Выбрать главу

Кстати, это была не первая его симфония, оказавшаяся недописанной: до того, в августе 1821 года, он писал симфонию ми мажор (условно считающуюся Седьмой), партитура которой была написана эскизно. В ней уже видны подступы к двум следующим симфоническим циклам — в составе оркестра, масштабах, отчетливом романтическом колорите. Возможно, композитор не стал ее дописывать, так как не нашел еще нового пути, по которому думал двигаться. Также — об этом можно лишь гадать — не казался ему плодотворным и путь Неоконченной: не поняв, что созданное им — шедевр, открывающий совершенно новые пути в симфонии, Шуберт счел ее неудачей и оставил работу. Считать ее законченным двухчастным циклом тем более нет оснований, что не только у Шуберта, но и у более поздних композиторов, вплоть до XX века, обычно выдерживаются тональные соотношения частей: заключать симфонию должна та же (или одноименная) тональность, в которой она начиналась. Единственным смелым новаторством было создание Малером финала Девятой, ре-мажорной симфонии, в ре-бемоль мажоре, впрочем, совершенно оправданное самим замыслом. Во времена же Шуберта создать произведение, которое начиналось бы в си миноре, а заканчивалось в ми мажоре, было совершенно немыслимо, зато тональность субдоминанты вполне могла появиться в одной из средних частей цикла. Неоконченная — одна из поэтичнейших страниц в сокровищнице мирового симфонизма, новое смелое слово в этом сложнейшем из музыкальных жанров, открывшее дорогу романтизму. С ней в симфоническую музыку входит новая тема — внутренний мир человека, остро чувствующего свой разлад с окружающей действительностью. Это — первая лирико-психологическая драма в симфоническом жанре. К сожалению, ее появление на эстраде задержалось почти на полвека, и симфония, ставшая потрясением для открывших ее музыкантов, не сказала на развитие музыки своевременно того влияния, которое могла бы оказать. Она прозвучала тогда, когда уже были написаны романтические симфонии Мендельсона, Берлиоза, Листа.

Музыка

Первая часть. Откуда-то из глубины в унисоне виолончелей и контрабасов возникает настороженная вступительная тема, играющая роль своеобразного лейтмотива симфонии. Она застывает, словно неразрешенный вопрос.
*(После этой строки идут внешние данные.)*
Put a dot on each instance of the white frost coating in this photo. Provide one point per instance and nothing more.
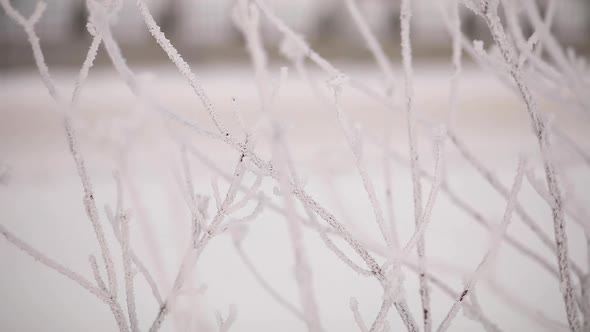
(225, 324)
(52, 264)
(354, 307)
(490, 255)
(372, 44)
(539, 128)
(355, 142)
(405, 17)
(182, 65)
(502, 190)
(128, 273)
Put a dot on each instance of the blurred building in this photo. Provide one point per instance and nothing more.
(201, 27)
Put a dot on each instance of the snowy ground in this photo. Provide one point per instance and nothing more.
(41, 200)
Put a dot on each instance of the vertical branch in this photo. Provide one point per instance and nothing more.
(497, 30)
(129, 275)
(490, 255)
(405, 18)
(71, 137)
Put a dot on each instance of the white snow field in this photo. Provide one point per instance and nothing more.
(41, 200)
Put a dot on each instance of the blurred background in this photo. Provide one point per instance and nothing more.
(203, 30)
(41, 195)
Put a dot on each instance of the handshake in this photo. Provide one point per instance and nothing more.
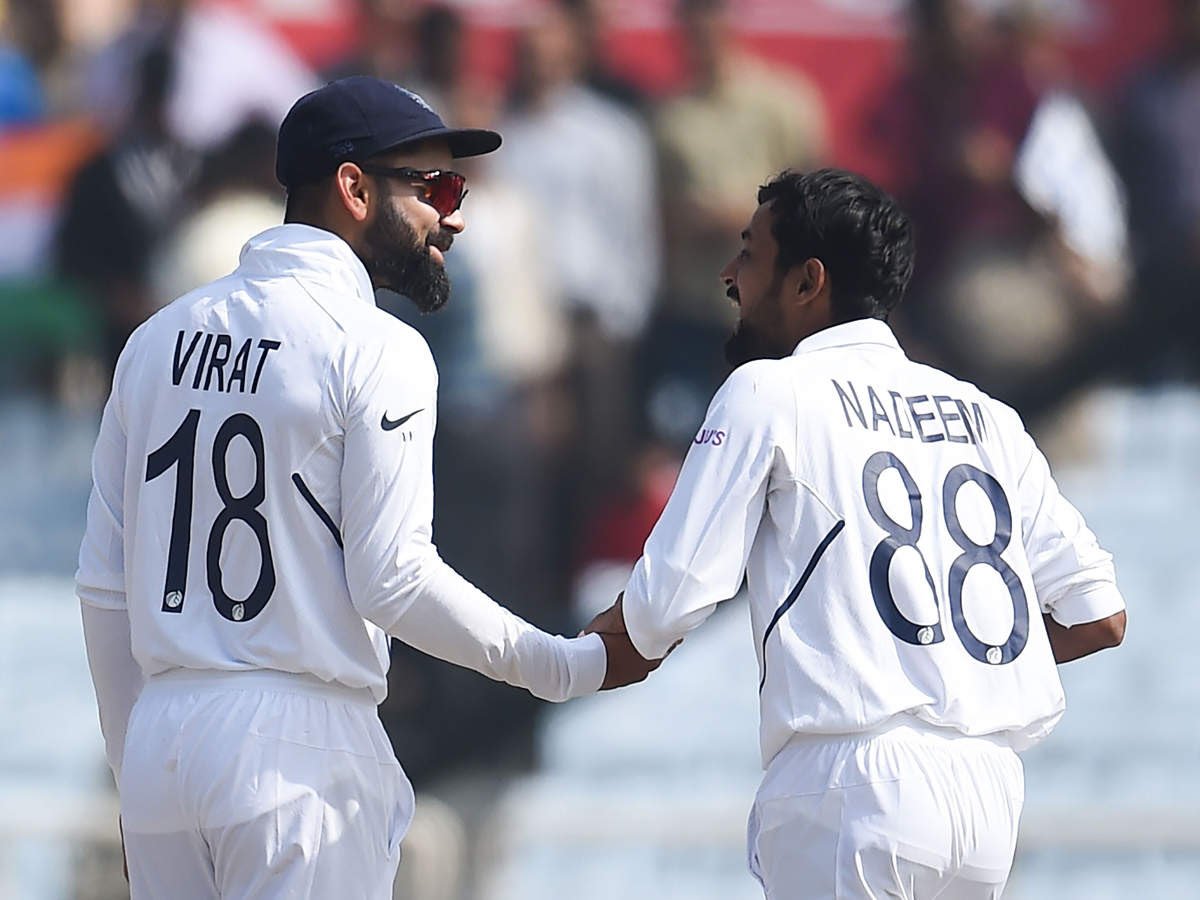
(625, 664)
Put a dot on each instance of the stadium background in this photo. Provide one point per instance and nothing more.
(111, 204)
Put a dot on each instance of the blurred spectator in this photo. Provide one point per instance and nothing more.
(1159, 155)
(739, 123)
(123, 202)
(235, 197)
(1021, 233)
(29, 36)
(591, 22)
(589, 167)
(613, 538)
(228, 69)
(384, 47)
(439, 65)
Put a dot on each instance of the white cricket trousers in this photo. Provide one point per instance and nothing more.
(264, 785)
(906, 813)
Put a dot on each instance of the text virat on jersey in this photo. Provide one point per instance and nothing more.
(215, 353)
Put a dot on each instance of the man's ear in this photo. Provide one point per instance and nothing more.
(810, 280)
(353, 190)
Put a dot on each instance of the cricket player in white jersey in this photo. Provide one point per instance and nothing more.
(913, 573)
(261, 526)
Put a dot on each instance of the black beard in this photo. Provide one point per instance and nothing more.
(747, 345)
(397, 261)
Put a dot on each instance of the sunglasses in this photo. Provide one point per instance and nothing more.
(442, 189)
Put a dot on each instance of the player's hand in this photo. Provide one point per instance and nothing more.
(625, 664)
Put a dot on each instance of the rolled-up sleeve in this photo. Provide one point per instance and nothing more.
(1074, 577)
(696, 553)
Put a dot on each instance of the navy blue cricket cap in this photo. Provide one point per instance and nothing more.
(355, 118)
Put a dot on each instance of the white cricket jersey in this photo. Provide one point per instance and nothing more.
(263, 489)
(900, 535)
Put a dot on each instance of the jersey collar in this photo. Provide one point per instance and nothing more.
(305, 251)
(850, 334)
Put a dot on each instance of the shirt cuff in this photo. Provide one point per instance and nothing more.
(649, 641)
(587, 663)
(101, 599)
(1078, 607)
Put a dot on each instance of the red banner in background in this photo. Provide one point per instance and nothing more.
(847, 47)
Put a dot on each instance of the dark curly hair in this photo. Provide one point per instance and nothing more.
(856, 229)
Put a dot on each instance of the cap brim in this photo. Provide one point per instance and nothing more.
(472, 142)
(462, 142)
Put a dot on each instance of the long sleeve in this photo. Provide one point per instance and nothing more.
(394, 571)
(100, 580)
(115, 677)
(696, 555)
(1073, 575)
(101, 587)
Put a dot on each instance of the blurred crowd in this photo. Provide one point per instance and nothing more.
(1059, 239)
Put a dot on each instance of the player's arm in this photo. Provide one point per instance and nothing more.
(1073, 575)
(394, 573)
(696, 553)
(1083, 640)
(100, 585)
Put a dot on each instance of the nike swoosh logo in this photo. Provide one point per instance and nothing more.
(389, 424)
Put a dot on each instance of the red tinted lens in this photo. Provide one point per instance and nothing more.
(447, 190)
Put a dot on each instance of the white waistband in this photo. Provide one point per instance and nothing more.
(900, 725)
(268, 679)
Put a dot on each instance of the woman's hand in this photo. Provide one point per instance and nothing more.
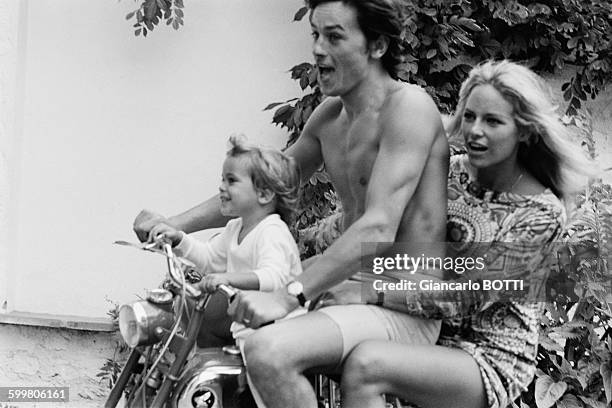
(346, 293)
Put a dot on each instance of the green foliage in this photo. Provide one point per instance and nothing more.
(575, 353)
(317, 197)
(151, 12)
(110, 370)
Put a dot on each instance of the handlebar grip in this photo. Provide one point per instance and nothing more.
(227, 291)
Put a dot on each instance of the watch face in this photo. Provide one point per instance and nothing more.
(295, 288)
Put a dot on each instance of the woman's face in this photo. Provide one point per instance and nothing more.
(489, 129)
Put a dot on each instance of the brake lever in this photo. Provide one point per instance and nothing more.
(231, 293)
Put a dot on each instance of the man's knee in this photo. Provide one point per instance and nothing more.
(361, 365)
(264, 354)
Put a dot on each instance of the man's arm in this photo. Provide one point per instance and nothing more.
(202, 216)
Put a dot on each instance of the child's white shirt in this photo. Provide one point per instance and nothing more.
(268, 250)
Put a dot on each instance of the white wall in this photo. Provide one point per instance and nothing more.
(109, 123)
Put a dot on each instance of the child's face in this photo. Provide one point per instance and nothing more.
(237, 192)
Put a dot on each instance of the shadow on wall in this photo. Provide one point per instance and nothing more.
(46, 357)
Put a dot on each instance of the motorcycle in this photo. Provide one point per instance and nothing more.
(165, 368)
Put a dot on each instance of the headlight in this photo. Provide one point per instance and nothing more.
(138, 321)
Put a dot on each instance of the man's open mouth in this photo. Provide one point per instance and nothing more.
(325, 71)
(477, 147)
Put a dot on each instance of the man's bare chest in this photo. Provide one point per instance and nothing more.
(349, 157)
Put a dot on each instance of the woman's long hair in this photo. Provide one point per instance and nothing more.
(547, 154)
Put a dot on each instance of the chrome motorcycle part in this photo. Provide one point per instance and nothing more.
(160, 296)
(213, 378)
(138, 322)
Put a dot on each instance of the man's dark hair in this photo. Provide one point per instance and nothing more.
(376, 18)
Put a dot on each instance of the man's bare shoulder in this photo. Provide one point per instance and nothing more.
(409, 110)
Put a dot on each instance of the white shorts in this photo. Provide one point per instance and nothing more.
(358, 323)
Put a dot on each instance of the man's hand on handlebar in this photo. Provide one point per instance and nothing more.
(210, 283)
(145, 221)
(255, 309)
(163, 231)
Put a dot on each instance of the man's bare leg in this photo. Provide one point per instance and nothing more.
(278, 355)
(428, 376)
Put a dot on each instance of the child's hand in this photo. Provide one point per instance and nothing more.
(212, 281)
(167, 233)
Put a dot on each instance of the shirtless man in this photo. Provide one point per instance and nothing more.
(384, 147)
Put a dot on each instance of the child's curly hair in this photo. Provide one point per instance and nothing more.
(270, 169)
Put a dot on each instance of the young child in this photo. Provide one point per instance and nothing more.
(255, 251)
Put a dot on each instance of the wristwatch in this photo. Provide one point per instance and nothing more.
(296, 289)
(380, 298)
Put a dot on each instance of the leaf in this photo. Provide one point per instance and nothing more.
(547, 391)
(549, 344)
(606, 374)
(592, 403)
(300, 14)
(273, 105)
(569, 401)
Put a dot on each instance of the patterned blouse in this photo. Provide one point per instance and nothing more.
(502, 336)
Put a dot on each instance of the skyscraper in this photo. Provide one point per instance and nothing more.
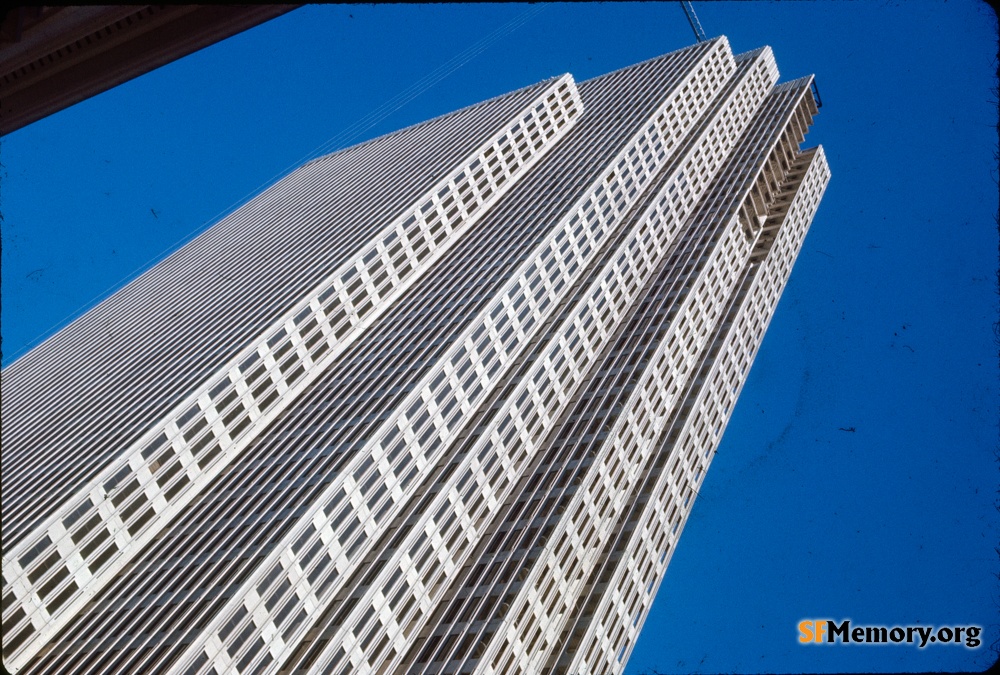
(437, 402)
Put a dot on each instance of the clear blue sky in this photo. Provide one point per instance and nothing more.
(886, 327)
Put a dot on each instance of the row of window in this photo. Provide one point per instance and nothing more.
(480, 486)
(599, 201)
(99, 529)
(611, 633)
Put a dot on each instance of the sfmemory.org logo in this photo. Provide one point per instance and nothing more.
(829, 631)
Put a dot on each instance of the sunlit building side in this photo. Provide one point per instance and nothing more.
(439, 402)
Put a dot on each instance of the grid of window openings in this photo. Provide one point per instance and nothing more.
(461, 438)
(90, 537)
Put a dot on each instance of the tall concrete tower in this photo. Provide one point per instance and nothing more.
(439, 402)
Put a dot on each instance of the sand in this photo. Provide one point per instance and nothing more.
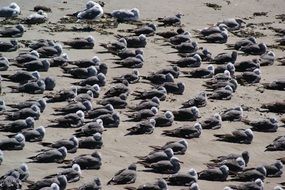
(119, 150)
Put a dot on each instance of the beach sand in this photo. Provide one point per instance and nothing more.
(119, 150)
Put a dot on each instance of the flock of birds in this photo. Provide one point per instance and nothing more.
(221, 82)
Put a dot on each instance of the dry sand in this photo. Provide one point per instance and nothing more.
(119, 150)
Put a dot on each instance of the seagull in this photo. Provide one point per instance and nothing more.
(186, 47)
(232, 23)
(90, 128)
(132, 77)
(72, 174)
(116, 47)
(81, 43)
(275, 85)
(171, 166)
(199, 100)
(160, 184)
(62, 95)
(96, 112)
(213, 122)
(232, 114)
(124, 15)
(13, 10)
(131, 62)
(18, 125)
(74, 107)
(146, 104)
(34, 112)
(178, 147)
(158, 79)
(41, 103)
(186, 114)
(255, 185)
(201, 72)
(243, 42)
(49, 156)
(100, 79)
(92, 142)
(14, 32)
(264, 125)
(148, 29)
(185, 131)
(164, 120)
(95, 185)
(156, 156)
(110, 120)
(251, 174)
(170, 20)
(277, 144)
(124, 176)
(69, 120)
(224, 93)
(170, 33)
(117, 90)
(214, 174)
(145, 127)
(85, 161)
(118, 102)
(254, 49)
(249, 77)
(22, 76)
(81, 73)
(234, 165)
(242, 136)
(61, 181)
(179, 39)
(34, 135)
(183, 179)
(37, 18)
(70, 144)
(9, 46)
(86, 62)
(275, 169)
(22, 171)
(50, 51)
(194, 61)
(247, 65)
(93, 11)
(174, 70)
(160, 93)
(276, 106)
(233, 156)
(31, 87)
(14, 143)
(223, 58)
(4, 64)
(143, 114)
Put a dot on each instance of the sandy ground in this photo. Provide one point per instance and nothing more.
(119, 150)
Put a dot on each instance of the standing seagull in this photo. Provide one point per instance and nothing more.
(124, 176)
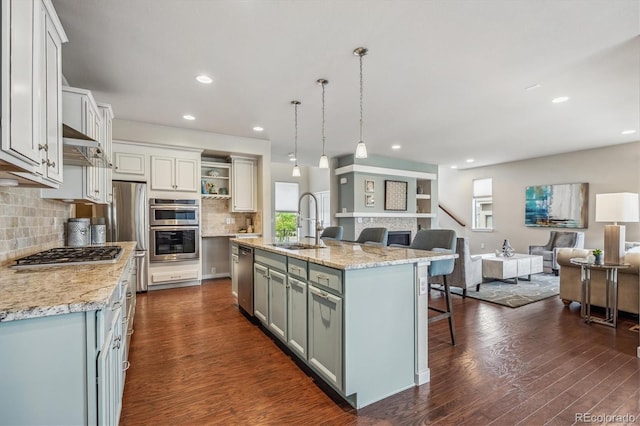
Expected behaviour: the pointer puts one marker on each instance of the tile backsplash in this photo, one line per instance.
(29, 224)
(216, 218)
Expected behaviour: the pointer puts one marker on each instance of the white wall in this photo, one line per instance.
(612, 169)
(135, 131)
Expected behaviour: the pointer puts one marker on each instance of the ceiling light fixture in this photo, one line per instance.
(361, 149)
(296, 168)
(204, 79)
(324, 161)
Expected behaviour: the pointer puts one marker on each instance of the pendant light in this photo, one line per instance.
(324, 161)
(361, 149)
(296, 168)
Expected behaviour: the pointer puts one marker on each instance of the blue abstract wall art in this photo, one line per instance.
(560, 206)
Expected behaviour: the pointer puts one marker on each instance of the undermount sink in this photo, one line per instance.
(296, 246)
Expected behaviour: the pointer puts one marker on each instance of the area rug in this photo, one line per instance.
(541, 286)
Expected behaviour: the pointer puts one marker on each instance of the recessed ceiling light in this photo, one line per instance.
(204, 79)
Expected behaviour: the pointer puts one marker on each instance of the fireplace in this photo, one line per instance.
(399, 237)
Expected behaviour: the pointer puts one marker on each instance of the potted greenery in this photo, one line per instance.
(597, 253)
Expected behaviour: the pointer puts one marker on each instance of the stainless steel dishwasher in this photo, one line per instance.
(245, 279)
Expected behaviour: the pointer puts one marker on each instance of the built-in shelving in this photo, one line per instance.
(215, 178)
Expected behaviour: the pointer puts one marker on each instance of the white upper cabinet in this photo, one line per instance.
(174, 174)
(31, 38)
(243, 184)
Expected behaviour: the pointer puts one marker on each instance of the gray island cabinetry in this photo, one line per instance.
(63, 331)
(356, 315)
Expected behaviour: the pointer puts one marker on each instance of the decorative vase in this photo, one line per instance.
(507, 250)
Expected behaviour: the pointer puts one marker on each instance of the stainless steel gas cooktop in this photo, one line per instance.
(71, 256)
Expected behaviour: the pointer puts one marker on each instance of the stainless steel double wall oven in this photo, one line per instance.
(175, 231)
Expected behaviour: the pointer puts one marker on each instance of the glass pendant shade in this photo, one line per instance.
(361, 149)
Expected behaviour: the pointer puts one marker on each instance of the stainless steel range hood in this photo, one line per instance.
(81, 150)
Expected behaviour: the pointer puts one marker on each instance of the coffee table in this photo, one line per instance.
(513, 267)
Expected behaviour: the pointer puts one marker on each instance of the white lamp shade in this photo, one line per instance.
(617, 207)
(361, 150)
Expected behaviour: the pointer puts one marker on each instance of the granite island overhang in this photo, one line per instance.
(364, 312)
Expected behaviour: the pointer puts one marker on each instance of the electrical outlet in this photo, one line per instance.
(423, 286)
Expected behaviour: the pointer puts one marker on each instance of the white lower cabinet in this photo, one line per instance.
(68, 368)
(234, 270)
(325, 334)
(110, 372)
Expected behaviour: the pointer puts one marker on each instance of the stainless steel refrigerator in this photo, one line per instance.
(127, 219)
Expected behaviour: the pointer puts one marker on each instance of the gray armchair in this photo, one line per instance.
(467, 270)
(549, 251)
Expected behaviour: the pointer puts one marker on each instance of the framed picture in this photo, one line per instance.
(369, 200)
(369, 185)
(558, 206)
(395, 195)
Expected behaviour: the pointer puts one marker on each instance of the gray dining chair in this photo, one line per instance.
(439, 240)
(332, 233)
(376, 236)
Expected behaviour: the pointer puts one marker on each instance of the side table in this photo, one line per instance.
(611, 288)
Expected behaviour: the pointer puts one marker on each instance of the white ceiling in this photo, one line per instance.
(445, 79)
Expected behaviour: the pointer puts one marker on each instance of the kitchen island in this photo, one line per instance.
(355, 314)
(63, 330)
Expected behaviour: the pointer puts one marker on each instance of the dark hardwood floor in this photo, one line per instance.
(196, 360)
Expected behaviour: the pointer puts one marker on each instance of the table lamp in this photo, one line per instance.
(616, 207)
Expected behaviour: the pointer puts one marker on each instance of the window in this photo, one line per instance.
(286, 215)
(482, 204)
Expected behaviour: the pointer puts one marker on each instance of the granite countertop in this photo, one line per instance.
(55, 290)
(348, 255)
(233, 235)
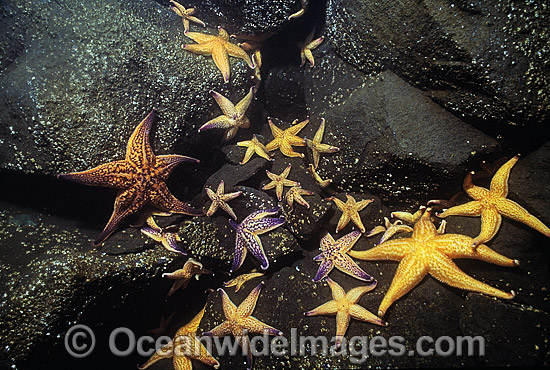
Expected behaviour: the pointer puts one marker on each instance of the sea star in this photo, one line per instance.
(492, 204)
(334, 253)
(241, 279)
(184, 275)
(307, 46)
(285, 139)
(140, 177)
(219, 200)
(279, 182)
(247, 236)
(345, 306)
(219, 47)
(184, 347)
(350, 210)
(233, 116)
(239, 322)
(428, 252)
(254, 146)
(169, 240)
(317, 147)
(185, 14)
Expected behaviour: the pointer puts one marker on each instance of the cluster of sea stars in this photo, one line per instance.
(141, 178)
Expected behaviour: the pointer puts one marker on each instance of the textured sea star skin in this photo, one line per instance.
(492, 204)
(140, 178)
(307, 46)
(219, 47)
(285, 139)
(317, 147)
(279, 182)
(247, 236)
(350, 211)
(238, 321)
(254, 146)
(219, 200)
(241, 279)
(184, 347)
(334, 253)
(169, 240)
(345, 306)
(185, 14)
(428, 252)
(294, 194)
(233, 116)
(184, 275)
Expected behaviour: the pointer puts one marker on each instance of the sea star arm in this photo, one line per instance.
(253, 325)
(490, 223)
(499, 182)
(247, 306)
(115, 174)
(473, 208)
(445, 270)
(126, 204)
(162, 353)
(511, 209)
(342, 323)
(363, 314)
(460, 246)
(327, 308)
(356, 293)
(345, 264)
(410, 272)
(475, 192)
(221, 59)
(243, 105)
(324, 269)
(393, 250)
(286, 149)
(227, 107)
(138, 150)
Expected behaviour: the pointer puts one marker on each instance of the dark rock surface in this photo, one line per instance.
(479, 59)
(89, 72)
(393, 137)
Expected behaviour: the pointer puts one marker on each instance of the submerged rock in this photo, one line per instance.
(90, 71)
(478, 59)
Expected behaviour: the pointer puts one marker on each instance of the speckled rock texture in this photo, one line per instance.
(86, 73)
(482, 60)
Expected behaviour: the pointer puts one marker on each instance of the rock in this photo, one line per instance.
(213, 240)
(393, 139)
(244, 16)
(54, 278)
(89, 72)
(479, 60)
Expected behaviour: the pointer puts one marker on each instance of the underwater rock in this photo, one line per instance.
(90, 71)
(53, 278)
(481, 60)
(244, 16)
(392, 137)
(212, 240)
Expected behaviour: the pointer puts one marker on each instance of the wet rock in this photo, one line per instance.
(54, 278)
(393, 139)
(244, 16)
(213, 239)
(89, 72)
(480, 60)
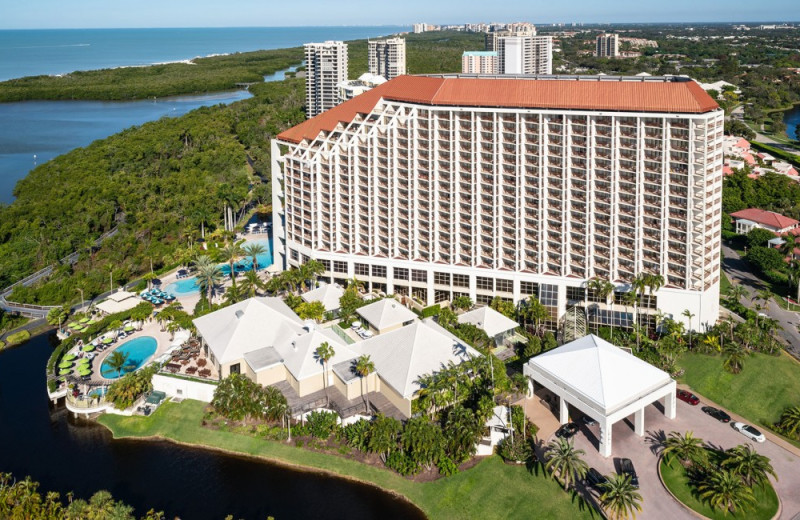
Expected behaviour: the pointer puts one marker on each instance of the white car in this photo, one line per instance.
(748, 431)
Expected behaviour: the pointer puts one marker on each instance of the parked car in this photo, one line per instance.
(595, 479)
(626, 467)
(749, 432)
(567, 430)
(717, 414)
(686, 396)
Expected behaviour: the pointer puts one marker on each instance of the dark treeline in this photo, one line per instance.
(167, 178)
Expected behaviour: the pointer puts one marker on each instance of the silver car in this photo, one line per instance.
(748, 431)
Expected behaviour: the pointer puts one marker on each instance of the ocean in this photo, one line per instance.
(59, 51)
(33, 132)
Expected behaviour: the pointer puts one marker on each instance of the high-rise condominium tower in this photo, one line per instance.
(387, 58)
(326, 68)
(437, 187)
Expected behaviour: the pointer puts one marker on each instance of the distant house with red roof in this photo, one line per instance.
(751, 218)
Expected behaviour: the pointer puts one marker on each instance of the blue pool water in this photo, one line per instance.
(189, 285)
(139, 350)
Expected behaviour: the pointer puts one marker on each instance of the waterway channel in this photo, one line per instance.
(66, 454)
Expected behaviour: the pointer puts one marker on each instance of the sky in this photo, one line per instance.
(48, 14)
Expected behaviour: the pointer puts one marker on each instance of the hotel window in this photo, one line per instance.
(460, 280)
(548, 294)
(529, 288)
(504, 285)
(485, 284)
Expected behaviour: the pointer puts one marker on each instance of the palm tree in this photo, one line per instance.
(619, 498)
(253, 249)
(725, 490)
(687, 448)
(230, 253)
(734, 358)
(750, 465)
(116, 361)
(207, 278)
(565, 462)
(689, 315)
(364, 366)
(790, 421)
(324, 353)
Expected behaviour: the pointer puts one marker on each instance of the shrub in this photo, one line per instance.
(322, 424)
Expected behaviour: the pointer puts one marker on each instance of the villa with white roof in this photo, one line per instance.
(263, 339)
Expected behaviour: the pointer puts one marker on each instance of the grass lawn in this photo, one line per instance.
(492, 489)
(760, 393)
(678, 483)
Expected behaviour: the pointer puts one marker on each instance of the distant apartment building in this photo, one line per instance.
(479, 62)
(607, 46)
(387, 58)
(437, 187)
(524, 54)
(326, 68)
(355, 87)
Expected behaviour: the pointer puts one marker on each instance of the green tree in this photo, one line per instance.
(564, 462)
(363, 366)
(750, 465)
(725, 490)
(324, 353)
(619, 498)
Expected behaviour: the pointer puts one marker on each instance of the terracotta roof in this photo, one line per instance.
(630, 96)
(767, 218)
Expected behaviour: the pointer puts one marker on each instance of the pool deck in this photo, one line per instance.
(150, 328)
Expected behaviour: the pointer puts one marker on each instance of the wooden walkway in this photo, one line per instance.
(338, 402)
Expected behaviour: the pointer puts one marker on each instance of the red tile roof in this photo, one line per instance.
(630, 96)
(767, 218)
А дальше — трепетный шелест у скрипок и на его фоне — распев главной темы. Мелодия простая и выразительная, словно молящая о чем-то, интонируется гобоем и кларнетом. Взволнованный, трепетный фон и внешне спокойная, но наполненная внутренней напряженностью кантилена создают ярчайший по выразительности, типично романтический образ. Постепенно разворачивается лента мелодии. Музыка приобретает все более напряженный характер, доходит до фортиссимо. Без Связующей, обязательной у венских классиков, отделенная только лаконичным переходом (тянущийся звук валторн) от главной, начинается побочная партия. Мягкую вальсовую мелодию непринужденно запевают виолончели. Возникает островок безмятежного покоя, светлая идиллия. Мерно покачивается, словно убаюкивает, аккомпанемент. Еще более светлый характер приобретает эта тема, когда ее подхватывают и переводят в более высокий регистр скрипки. Внезапно обрывается свободный, непринужденный напев-танец. После полной тишины (генеральная пауза) — взрыв оркестрового tutti. Снова пауза — и снова взрыв громового тремоло. Идиллия прервана, драма вступает в свои права. Бурно вздымаются сокрушительные аккорды, жалобными стонами отвечают обрывки аккомпанемента побочной темы. Она словно пытается пробиться на поверхность, но когда, наконец, возвращается, облик ее изменен: она надломлена, окрашена скорбью. В конце экспозиции все застывает. Возвращается, подобно неотвратимому року, таинственный и зловещий мотив вступления. Разработка построена на вступительном мотиве и интонациях аккомпанемента побочной партии. Драматизм усиливается, перерастая в трагический пафос. Музыкальное развитие достигает колоссальной кульминации. Внезапно наступает полная прострация. Обессиленные обрывки мотивов рассеиваются, остается звучать лишь одинокая тоскливая нота. И снова из глубины вползает вступительная тема. Начинается реприза. Кода, в традициях Бетховена, создана как вторая разработка. В ней — то же мучительное напряжение, пафос отчаяния. Но борьба окончена, сил больше нет. Последние такты звучат как трагический эпилог.